MP: Dopo una lunga stagione di ricerca sul senso dello spazio e sulla dimensione del vuoto in architettura, nei tuoi nuovi lavori compare la presenza umana, anche se visibile per particolari e sempre in relazione ai luoghi fotografati. Che significato assume questa deriva verso la comparsa del corpo?
LLB: La prima volta che la figura umana è entrata nelle mie fotografie, mentre lavoravo sulla metropolitana di Vienna, mi è sembrato quasi un incidente: mi interessava fotografare un certo pavimento, e mentre aspettavo che lo spazio si svuotasse dai passanti, guardando attraverso l’obbiettivo, ho avvertito chiaramente quel familiare picco di emozione che mi spinge a scattare. Ciò che rimaneva nell’inquadratura non erano figure intere, ma tracce di presenza umana che si fondevano con lo spazio del pavimento. Ho percepito distintamente che queste tracce costituivano una risonanza dello spazio architettonico. Era come se l’architettura stessa parlasse ora attraverso l’accumulazione dei segni del passaggio delle presenze umane che la attraversavano.

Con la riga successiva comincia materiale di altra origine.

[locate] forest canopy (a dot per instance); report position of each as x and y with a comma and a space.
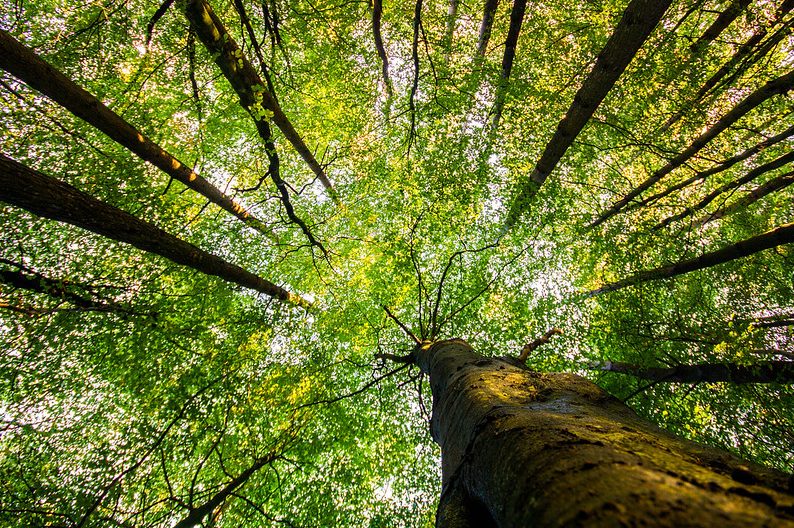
225, 223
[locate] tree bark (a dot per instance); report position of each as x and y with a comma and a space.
721, 23
774, 87
377, 13
238, 70
21, 62
511, 43
761, 372
639, 19
773, 185
45, 196
776, 237
488, 14
725, 165
519, 448
747, 178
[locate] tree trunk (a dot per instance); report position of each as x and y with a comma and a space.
776, 237
377, 13
759, 372
747, 178
488, 14
516, 21
774, 87
721, 23
24, 64
240, 73
725, 165
639, 19
521, 448
45, 196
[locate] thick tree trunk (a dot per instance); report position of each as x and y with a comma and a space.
521, 448
759, 372
639, 19
45, 196
781, 85
21, 62
776, 237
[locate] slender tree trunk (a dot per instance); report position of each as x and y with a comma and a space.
639, 19
776, 237
238, 70
21, 62
761, 372
519, 448
774, 87
516, 20
773, 185
199, 513
488, 14
377, 13
722, 22
745, 54
50, 198
747, 178
725, 165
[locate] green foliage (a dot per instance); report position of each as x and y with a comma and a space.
134, 417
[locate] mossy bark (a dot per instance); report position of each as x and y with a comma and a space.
520, 448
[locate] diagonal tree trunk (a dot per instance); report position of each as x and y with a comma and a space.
725, 165
747, 178
746, 54
776, 237
520, 448
774, 87
488, 14
762, 372
21, 62
45, 196
516, 20
254, 95
639, 19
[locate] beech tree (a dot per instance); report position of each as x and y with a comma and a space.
464, 265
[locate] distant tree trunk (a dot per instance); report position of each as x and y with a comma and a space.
721, 23
45, 196
759, 372
377, 13
725, 165
776, 237
781, 85
520, 448
639, 19
238, 70
773, 185
488, 14
747, 178
21, 62
511, 43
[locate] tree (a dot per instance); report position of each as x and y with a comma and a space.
551, 185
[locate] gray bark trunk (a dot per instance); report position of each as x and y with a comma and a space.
521, 449
47, 197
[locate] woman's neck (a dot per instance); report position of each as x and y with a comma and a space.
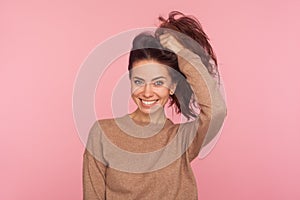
156, 117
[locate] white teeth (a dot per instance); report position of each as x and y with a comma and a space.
148, 102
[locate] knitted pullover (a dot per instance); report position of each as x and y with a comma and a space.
125, 159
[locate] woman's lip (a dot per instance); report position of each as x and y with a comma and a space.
148, 103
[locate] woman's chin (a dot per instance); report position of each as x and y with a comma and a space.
151, 110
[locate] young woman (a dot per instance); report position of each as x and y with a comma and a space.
144, 155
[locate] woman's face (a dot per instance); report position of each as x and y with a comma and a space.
150, 85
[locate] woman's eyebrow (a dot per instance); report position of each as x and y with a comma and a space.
159, 77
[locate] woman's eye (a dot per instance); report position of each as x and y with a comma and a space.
158, 83
138, 82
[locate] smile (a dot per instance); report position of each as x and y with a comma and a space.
148, 103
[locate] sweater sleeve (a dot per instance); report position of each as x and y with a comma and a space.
93, 169
208, 96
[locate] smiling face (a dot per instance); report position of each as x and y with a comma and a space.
150, 85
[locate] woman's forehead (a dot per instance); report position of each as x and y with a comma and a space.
149, 69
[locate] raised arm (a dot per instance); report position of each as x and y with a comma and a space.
207, 92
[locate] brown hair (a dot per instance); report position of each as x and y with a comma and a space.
147, 47
188, 25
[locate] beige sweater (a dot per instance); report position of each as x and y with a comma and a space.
127, 160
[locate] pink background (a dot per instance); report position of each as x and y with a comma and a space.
43, 44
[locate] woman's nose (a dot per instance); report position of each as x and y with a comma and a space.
148, 92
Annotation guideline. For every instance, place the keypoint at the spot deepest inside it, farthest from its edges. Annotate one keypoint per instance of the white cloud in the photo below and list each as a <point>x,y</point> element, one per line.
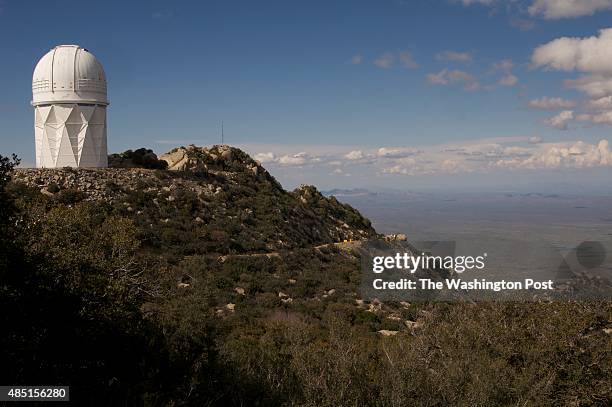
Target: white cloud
<point>265,157</point>
<point>483,2</point>
<point>522,24</point>
<point>596,86</point>
<point>396,152</point>
<point>473,156</point>
<point>604,103</point>
<point>560,120</point>
<point>555,9</point>
<point>298,159</point>
<point>447,77</point>
<point>407,60</point>
<point>505,66</point>
<point>385,61</point>
<point>551,103</point>
<point>508,80</point>
<point>454,56</point>
<point>535,140</point>
<point>599,118</point>
<point>592,54</point>
<point>388,59</point>
<point>357,59</point>
<point>354,155</point>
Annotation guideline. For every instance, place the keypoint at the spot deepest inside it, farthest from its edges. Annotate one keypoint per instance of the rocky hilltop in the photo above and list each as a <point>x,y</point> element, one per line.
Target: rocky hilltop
<point>215,198</point>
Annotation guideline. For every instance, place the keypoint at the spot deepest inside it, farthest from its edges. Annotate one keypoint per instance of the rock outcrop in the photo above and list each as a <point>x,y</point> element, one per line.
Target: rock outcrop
<point>219,196</point>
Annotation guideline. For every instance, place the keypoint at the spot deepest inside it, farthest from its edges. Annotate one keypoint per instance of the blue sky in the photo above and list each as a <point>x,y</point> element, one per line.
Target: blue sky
<point>449,90</point>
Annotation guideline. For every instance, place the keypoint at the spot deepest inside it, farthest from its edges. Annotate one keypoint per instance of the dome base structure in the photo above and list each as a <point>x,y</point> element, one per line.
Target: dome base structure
<point>70,135</point>
<point>69,96</point>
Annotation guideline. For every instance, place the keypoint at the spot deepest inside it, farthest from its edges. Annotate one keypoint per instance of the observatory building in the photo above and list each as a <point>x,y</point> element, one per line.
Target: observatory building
<point>69,99</point>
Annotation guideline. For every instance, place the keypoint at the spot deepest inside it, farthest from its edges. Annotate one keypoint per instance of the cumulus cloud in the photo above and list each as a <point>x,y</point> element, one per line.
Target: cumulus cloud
<point>354,155</point>
<point>596,86</point>
<point>535,140</point>
<point>397,152</point>
<point>561,120</point>
<point>454,56</point>
<point>385,61</point>
<point>407,60</point>
<point>598,118</point>
<point>592,54</point>
<point>297,160</point>
<point>357,59</point>
<point>473,156</point>
<point>522,24</point>
<point>575,155</point>
<point>265,157</point>
<point>448,77</point>
<point>505,67</point>
<point>388,59</point>
<point>556,9</point>
<point>483,2</point>
<point>508,80</point>
<point>551,103</point>
<point>604,103</point>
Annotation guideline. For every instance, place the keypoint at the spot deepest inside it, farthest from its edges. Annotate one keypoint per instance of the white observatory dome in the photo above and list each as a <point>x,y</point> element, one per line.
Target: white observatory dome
<point>69,74</point>
<point>70,100</point>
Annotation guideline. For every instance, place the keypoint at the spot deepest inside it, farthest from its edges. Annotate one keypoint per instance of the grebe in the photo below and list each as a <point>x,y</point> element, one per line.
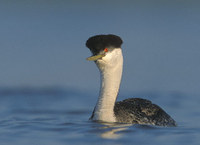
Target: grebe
<point>107,54</point>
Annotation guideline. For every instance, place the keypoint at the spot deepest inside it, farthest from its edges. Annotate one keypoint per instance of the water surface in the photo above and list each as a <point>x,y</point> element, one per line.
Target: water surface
<point>60,116</point>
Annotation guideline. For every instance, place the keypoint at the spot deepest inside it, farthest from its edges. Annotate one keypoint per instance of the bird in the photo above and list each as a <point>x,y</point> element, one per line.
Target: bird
<point>107,54</point>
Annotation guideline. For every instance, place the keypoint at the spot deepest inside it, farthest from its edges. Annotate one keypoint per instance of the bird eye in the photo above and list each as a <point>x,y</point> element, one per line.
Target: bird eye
<point>106,50</point>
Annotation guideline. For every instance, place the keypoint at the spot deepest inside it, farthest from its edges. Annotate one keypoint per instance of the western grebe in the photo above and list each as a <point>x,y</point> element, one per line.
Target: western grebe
<point>107,54</point>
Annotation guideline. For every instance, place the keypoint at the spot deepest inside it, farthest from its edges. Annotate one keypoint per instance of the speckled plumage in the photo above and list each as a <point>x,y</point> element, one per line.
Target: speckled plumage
<point>141,111</point>
<point>133,110</point>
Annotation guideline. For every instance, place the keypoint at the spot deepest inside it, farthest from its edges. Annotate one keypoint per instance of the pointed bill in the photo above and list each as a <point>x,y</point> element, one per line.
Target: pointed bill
<point>95,57</point>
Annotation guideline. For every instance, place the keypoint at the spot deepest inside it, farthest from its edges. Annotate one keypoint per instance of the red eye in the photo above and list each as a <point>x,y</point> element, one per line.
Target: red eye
<point>106,50</point>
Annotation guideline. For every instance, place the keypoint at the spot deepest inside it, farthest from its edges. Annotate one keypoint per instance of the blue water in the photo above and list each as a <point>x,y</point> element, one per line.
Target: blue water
<point>42,44</point>
<point>60,116</point>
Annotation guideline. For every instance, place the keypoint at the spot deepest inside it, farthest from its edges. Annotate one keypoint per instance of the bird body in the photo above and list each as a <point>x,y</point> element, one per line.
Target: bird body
<point>107,55</point>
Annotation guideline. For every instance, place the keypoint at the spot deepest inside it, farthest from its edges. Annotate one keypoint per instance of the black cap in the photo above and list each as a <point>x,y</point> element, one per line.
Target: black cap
<point>100,42</point>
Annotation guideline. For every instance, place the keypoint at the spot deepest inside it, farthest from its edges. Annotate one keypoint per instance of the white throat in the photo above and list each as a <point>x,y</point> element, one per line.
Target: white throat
<point>110,67</point>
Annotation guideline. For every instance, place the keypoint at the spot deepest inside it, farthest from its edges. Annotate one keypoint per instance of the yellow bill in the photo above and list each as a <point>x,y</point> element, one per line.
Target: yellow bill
<point>95,57</point>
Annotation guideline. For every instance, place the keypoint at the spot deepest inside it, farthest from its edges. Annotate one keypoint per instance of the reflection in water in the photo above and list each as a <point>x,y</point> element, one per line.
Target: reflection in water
<point>113,131</point>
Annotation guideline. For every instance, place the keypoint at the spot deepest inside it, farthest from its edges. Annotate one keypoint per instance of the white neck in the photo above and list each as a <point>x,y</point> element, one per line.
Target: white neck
<point>110,68</point>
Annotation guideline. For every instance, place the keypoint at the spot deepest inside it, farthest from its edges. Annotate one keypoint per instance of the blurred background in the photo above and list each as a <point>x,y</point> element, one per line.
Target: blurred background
<point>42,43</point>
<point>48,90</point>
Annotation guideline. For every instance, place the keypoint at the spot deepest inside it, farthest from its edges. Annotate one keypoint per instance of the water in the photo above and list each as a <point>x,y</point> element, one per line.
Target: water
<point>60,116</point>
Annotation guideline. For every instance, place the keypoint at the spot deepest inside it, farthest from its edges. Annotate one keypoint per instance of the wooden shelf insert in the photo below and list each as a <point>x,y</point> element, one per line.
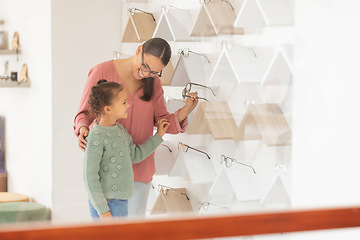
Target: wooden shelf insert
<point>215,118</point>
<point>264,121</point>
<point>13,84</point>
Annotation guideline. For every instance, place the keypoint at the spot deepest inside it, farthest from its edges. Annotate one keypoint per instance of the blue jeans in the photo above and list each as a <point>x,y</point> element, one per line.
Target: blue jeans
<point>118,208</point>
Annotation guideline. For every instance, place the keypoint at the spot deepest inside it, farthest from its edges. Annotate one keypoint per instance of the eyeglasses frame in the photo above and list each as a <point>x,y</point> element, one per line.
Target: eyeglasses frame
<point>228,164</point>
<point>165,189</point>
<point>186,91</point>
<point>187,148</point>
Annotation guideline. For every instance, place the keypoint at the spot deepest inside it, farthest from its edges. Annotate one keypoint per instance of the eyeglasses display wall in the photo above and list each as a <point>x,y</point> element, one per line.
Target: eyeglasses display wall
<point>236,152</point>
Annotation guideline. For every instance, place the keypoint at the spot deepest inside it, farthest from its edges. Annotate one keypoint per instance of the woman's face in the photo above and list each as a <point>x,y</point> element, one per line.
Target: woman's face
<point>147,65</point>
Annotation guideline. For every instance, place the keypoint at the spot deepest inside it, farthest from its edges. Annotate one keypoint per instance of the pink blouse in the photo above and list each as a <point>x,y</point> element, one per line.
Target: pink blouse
<point>141,118</point>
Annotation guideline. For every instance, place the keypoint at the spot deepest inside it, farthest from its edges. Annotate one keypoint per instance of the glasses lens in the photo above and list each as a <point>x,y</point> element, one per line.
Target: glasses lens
<point>188,87</point>
<point>144,68</point>
<point>228,162</point>
<point>222,159</point>
<point>184,93</point>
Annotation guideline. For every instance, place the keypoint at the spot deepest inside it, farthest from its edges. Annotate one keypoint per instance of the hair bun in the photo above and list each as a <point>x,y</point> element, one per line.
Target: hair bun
<point>101,81</point>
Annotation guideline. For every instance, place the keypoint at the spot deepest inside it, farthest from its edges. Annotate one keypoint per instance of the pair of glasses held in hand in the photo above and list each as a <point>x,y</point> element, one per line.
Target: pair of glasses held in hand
<point>187,90</point>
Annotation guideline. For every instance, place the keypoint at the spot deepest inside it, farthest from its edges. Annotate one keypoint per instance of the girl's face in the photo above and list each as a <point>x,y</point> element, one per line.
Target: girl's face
<point>119,105</point>
<point>147,65</point>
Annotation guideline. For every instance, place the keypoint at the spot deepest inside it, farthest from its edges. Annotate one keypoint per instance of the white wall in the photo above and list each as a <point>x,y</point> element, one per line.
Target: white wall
<point>326,109</point>
<point>84,33</point>
<point>27,111</point>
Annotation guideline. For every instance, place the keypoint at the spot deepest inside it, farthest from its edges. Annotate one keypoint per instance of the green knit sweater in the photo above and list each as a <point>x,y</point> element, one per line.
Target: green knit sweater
<point>108,160</point>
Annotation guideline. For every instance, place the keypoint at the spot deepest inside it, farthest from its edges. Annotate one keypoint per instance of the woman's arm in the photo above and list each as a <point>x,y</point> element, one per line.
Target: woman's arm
<point>83,119</point>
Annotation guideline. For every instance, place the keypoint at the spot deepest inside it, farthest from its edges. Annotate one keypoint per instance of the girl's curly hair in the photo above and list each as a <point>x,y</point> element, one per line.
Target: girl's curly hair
<point>102,95</point>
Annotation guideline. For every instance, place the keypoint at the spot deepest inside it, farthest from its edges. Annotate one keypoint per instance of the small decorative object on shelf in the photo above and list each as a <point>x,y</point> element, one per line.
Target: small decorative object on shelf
<point>2,40</point>
<point>15,44</point>
<point>13,76</point>
<point>23,74</point>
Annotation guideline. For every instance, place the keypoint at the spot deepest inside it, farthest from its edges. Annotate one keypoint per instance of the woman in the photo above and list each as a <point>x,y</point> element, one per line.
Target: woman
<point>140,77</point>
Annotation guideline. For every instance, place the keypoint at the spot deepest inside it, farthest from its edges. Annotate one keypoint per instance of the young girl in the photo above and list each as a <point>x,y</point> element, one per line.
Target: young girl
<point>110,152</point>
<point>140,77</point>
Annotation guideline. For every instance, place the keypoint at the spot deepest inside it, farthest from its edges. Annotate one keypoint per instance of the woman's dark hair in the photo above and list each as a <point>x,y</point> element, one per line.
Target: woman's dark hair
<point>160,48</point>
<point>102,95</point>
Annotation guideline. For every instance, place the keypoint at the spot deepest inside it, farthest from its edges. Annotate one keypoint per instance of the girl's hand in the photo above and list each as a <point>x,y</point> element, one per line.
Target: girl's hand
<point>83,132</point>
<point>105,216</point>
<point>162,125</point>
<point>191,102</point>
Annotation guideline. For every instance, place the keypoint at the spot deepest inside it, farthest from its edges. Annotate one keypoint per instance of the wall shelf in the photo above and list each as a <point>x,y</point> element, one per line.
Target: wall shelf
<point>191,68</point>
<point>264,121</point>
<point>236,180</point>
<point>196,166</point>
<point>140,27</point>
<point>13,84</point>
<point>250,15</point>
<point>263,13</point>
<point>277,12</point>
<point>173,202</point>
<point>215,118</point>
<point>173,25</point>
<point>215,18</point>
<point>9,52</point>
<point>277,193</point>
<point>164,160</point>
<point>278,72</point>
<point>239,64</point>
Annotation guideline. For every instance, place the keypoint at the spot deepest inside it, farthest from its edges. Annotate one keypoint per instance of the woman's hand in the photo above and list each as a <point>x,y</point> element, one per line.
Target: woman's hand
<point>190,104</point>
<point>162,125</point>
<point>83,132</point>
<point>191,101</point>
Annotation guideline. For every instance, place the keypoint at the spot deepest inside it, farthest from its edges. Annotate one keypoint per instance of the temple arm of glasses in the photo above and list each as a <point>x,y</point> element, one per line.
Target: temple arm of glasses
<point>166,147</point>
<point>197,98</point>
<point>245,165</point>
<point>200,151</point>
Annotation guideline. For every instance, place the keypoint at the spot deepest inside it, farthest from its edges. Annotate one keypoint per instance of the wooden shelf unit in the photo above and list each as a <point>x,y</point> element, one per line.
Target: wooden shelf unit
<point>140,27</point>
<point>215,118</point>
<point>264,121</point>
<point>13,84</point>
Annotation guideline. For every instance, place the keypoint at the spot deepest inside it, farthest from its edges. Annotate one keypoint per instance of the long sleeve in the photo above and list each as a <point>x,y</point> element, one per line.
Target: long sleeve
<point>161,111</point>
<point>93,155</point>
<point>139,152</point>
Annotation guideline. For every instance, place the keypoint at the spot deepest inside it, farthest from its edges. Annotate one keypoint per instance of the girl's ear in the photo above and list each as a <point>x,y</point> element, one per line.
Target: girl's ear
<point>107,109</point>
<point>138,50</point>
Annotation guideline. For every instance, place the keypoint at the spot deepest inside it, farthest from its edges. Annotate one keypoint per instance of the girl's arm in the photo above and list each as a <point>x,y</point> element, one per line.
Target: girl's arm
<point>93,155</point>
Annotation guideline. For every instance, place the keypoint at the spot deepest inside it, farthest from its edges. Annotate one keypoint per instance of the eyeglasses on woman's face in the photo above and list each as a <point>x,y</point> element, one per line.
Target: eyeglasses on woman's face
<point>145,69</point>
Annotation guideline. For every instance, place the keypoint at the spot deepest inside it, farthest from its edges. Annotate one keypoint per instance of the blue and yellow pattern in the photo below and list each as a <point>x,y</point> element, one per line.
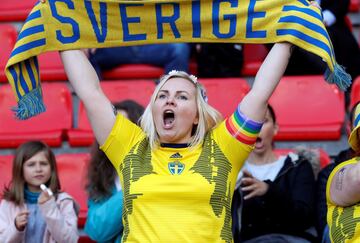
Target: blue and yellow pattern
<point>243,129</point>
<point>73,24</point>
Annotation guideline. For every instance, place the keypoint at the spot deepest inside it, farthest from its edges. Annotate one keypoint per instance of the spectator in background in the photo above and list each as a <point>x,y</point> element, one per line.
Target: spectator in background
<point>278,192</point>
<point>321,206</point>
<point>105,205</point>
<point>343,192</point>
<point>28,214</point>
<point>172,56</point>
<point>346,49</point>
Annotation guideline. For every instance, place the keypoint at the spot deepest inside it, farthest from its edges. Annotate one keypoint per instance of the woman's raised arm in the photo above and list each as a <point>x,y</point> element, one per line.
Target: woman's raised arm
<point>254,104</point>
<point>85,82</point>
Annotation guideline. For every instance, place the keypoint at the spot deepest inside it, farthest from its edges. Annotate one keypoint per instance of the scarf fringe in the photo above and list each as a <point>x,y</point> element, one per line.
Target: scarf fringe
<point>29,105</point>
<point>339,77</point>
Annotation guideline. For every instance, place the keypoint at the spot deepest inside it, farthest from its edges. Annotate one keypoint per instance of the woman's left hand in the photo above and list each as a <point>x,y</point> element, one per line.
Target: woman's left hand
<point>253,186</point>
<point>44,197</point>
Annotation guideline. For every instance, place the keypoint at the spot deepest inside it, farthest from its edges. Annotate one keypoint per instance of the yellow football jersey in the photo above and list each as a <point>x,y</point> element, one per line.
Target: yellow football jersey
<point>344,222</point>
<point>175,193</point>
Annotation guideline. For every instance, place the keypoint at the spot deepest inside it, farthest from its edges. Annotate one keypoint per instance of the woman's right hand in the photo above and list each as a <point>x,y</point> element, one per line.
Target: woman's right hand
<point>21,220</point>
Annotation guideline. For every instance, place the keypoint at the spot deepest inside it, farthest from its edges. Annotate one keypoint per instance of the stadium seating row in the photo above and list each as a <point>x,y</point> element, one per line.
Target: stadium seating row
<point>72,169</point>
<point>307,109</point>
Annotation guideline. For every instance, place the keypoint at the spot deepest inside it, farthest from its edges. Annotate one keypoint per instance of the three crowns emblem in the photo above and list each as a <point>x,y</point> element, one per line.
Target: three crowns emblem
<point>176,167</point>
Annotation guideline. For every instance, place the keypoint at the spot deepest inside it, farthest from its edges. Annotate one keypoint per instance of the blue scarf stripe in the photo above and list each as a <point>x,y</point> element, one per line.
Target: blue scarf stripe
<point>304,2</point>
<point>304,37</point>
<point>23,83</point>
<point>34,62</point>
<point>357,120</point>
<point>307,11</point>
<point>305,23</point>
<point>31,31</point>
<point>15,77</point>
<point>28,46</point>
<point>31,73</point>
<point>33,15</point>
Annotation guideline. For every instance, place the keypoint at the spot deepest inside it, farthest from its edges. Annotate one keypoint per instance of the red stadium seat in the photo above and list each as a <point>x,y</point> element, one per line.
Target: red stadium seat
<point>323,156</point>
<point>15,10</point>
<point>8,36</point>
<point>72,169</point>
<point>5,171</point>
<point>225,93</point>
<point>138,90</point>
<point>308,108</point>
<point>48,126</point>
<point>133,71</point>
<point>254,55</point>
<point>51,67</point>
<point>355,92</point>
<point>354,6</point>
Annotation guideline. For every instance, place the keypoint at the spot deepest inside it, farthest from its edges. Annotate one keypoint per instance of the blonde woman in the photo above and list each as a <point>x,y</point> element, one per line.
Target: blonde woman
<point>178,170</point>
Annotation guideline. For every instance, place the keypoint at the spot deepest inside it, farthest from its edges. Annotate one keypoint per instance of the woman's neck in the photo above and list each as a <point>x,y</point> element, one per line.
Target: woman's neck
<point>263,158</point>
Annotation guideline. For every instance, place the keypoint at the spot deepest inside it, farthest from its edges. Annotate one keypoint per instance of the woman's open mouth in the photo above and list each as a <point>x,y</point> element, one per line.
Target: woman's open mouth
<point>168,118</point>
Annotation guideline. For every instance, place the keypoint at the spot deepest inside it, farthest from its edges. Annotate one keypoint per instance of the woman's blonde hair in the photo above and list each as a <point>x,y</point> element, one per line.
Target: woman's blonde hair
<point>209,117</point>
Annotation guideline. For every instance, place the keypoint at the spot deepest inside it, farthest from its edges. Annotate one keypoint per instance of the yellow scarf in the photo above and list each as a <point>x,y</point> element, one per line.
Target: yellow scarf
<point>75,24</point>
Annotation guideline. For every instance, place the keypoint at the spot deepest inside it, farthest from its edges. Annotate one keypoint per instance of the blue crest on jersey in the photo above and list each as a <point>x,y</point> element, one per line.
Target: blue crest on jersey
<point>176,167</point>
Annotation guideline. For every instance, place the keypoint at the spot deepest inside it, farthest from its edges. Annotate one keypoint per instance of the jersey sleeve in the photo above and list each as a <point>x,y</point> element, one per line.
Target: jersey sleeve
<point>123,136</point>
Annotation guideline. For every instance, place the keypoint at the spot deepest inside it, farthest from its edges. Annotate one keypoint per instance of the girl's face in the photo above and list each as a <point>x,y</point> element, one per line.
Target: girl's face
<point>36,171</point>
<point>265,139</point>
<point>175,111</point>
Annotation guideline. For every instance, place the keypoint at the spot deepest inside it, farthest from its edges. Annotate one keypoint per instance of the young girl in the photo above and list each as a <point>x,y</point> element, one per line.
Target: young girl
<point>28,214</point>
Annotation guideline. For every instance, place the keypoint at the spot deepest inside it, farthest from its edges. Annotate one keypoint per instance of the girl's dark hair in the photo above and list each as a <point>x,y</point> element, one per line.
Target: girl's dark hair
<point>15,191</point>
<point>101,173</point>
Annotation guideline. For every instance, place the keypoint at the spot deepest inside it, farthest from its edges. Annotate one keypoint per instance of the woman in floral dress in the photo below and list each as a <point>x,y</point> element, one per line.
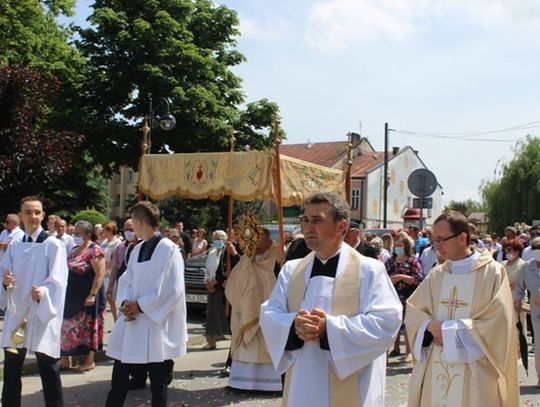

Quello che sembrava un incidente era invece un preciso invito ad allargare lo sguardo, come se a un certo punto del percorso il momento fosse finalmente arrivato: le corrispondenze geometriche su cui da sempre lavoro possono ora rispecchiarsi e moltiplicarsi anche nei movimenti delle persone nello spazio. Ma è sempre lo spazio che parla di sé, che dà forma agli attraversamenti. Le presenze umane sono come parole di una narrazione, sono frammenti della dichiarazione di esistenza di un’architettura che non ha bisogno di essere percepita per esistere.